= Vision of the Apocalypse =

Vision of the Apocalypse was a modern dance created by Martha Graham to music by Hermann Reutter. It premiered on April 14, 1929, at the Booth Theatre in New York City. The occasion marked the debut of Martha Graham and Group, Graham's new concert ensemble and the predecessor to the Martha Graham Dance Company. Vision of the Apocalypse was the first piece Graham choreographed for a large group.

== Synopsis ==

Subtitled Theme and Variations, the ballet was danced in nine sections: Vision, Toil, Famine, Blasphemy, Ruthlessness, Pestilence, Mourning, Prayer and Death. Reutter's music, Variations on Bach's Chorale 'Komm' Süsser Tod (Come Sweet Death) served as a structure for the work. Graham did not appear in the dance, which was performed by Kitty Reese and company members. Each episode was intended to reflect the emotional experiences of "a young monk contemplating the sorrows of the world."

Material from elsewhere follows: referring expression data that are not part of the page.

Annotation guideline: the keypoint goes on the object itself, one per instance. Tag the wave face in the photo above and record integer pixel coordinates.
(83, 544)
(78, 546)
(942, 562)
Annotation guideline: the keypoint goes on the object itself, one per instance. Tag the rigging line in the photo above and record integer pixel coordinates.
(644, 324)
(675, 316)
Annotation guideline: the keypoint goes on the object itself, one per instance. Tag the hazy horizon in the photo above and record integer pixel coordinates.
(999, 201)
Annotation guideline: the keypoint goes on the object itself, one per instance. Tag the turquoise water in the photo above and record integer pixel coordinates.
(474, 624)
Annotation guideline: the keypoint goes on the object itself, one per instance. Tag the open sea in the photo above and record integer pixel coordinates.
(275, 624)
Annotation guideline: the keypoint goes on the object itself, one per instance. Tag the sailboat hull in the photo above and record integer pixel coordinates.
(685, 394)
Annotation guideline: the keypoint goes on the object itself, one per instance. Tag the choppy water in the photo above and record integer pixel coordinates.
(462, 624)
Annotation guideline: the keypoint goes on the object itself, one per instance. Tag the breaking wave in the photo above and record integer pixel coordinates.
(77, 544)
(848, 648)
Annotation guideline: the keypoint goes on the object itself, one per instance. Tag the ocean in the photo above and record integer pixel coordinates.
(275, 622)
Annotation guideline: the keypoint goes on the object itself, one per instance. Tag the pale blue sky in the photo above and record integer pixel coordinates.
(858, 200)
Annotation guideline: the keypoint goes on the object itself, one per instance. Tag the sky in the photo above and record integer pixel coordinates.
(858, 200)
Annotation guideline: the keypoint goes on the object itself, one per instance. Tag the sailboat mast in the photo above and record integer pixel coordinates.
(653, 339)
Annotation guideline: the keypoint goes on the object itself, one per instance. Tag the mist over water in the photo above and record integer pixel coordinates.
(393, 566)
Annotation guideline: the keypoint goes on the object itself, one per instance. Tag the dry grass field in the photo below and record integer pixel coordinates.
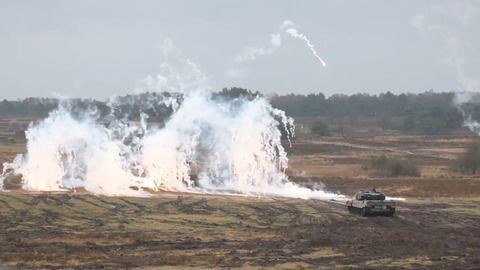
(435, 228)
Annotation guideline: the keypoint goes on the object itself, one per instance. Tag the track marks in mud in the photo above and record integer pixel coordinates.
(51, 230)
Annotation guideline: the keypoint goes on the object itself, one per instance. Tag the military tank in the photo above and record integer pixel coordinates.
(371, 202)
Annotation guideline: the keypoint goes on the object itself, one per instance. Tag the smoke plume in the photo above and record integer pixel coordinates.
(287, 27)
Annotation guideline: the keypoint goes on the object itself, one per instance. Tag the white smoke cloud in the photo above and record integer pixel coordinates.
(208, 145)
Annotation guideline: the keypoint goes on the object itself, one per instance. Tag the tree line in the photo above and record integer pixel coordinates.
(424, 113)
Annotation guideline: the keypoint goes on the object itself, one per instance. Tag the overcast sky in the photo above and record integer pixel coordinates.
(103, 48)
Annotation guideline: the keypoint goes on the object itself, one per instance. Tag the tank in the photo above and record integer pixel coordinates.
(371, 202)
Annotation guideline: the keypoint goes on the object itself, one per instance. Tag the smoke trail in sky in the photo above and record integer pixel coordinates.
(286, 27)
(294, 33)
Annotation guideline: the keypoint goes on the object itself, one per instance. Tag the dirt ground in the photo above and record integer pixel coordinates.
(171, 230)
(437, 227)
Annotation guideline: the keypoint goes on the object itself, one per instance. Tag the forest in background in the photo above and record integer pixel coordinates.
(424, 113)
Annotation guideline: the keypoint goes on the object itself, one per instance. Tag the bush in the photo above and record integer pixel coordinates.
(469, 161)
(320, 128)
(392, 166)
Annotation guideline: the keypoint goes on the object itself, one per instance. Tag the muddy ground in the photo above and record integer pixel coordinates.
(437, 227)
(85, 231)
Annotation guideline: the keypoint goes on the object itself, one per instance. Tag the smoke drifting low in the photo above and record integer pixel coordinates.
(208, 145)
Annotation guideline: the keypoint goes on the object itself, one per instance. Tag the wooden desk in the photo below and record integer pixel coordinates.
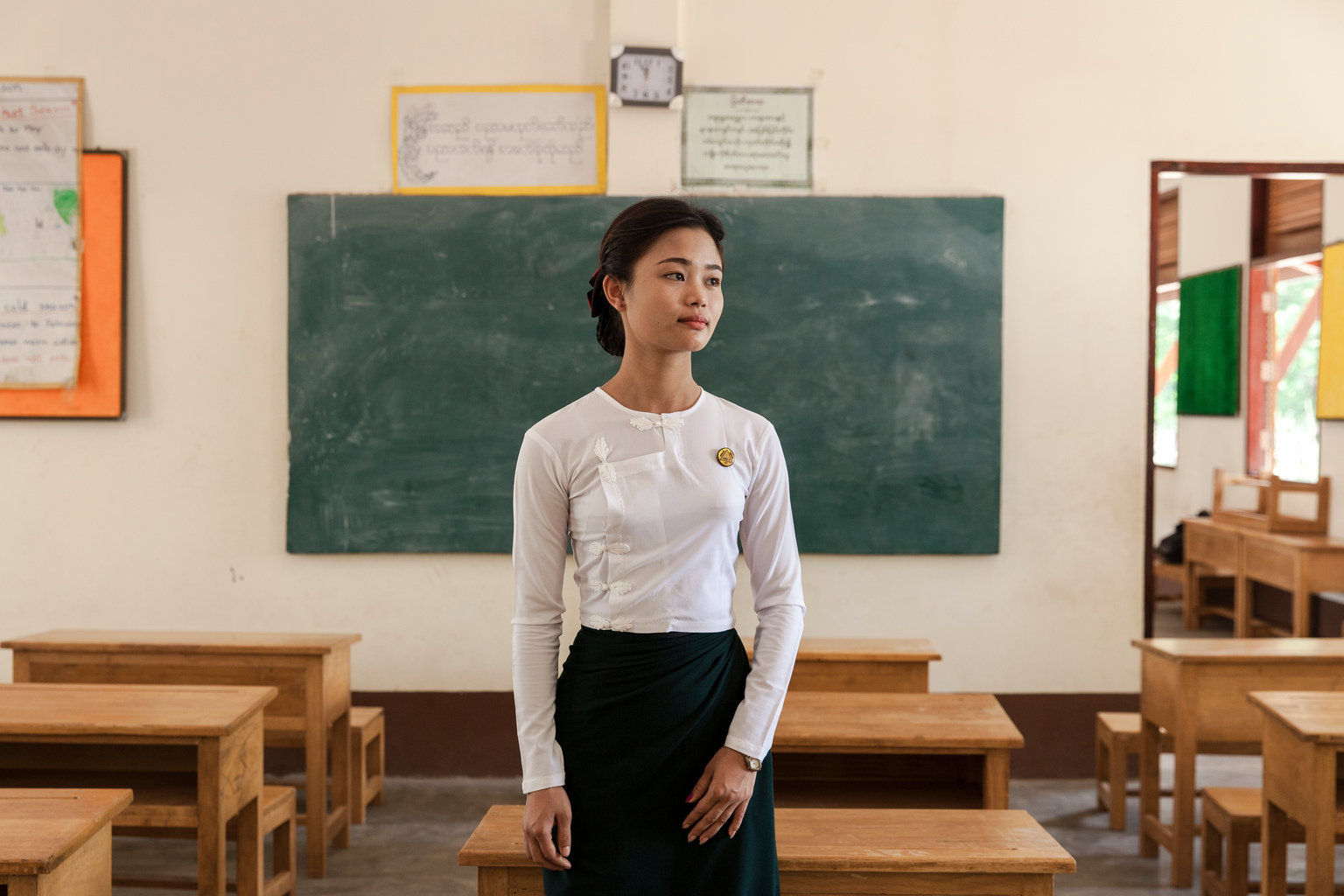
(842, 850)
(886, 665)
(124, 732)
(58, 843)
(843, 748)
(1296, 564)
(1303, 737)
(1211, 551)
(1196, 690)
(311, 672)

Elevated on a platform above stage level, Reese portrayed the monk, reacting to the dancers below by means of pantomime. The chorus was costumed in black and gray, which combined with the "wooden impersonality and drive" of its movements, created a sinister mood.

== Critical reception ==

The critic for Dance Magazine praised the performance: "Many of the variations contained feats of technique, but all were accomplished with an amazing ease and actual élan." Louis Horst's piano accompaniment was called "sympathetic and invaluable." Years later, Graham biographer Mark Franko described Vision of the Apocalypse as "a figure viewing the suffering and miseries of an enslaved humanity," noting that the dance was made in the year of the stock market crash and the "collapse of bourgeois security." At the time, most performers were "doing isolated sketches on a variety of unrelated, superficial topics."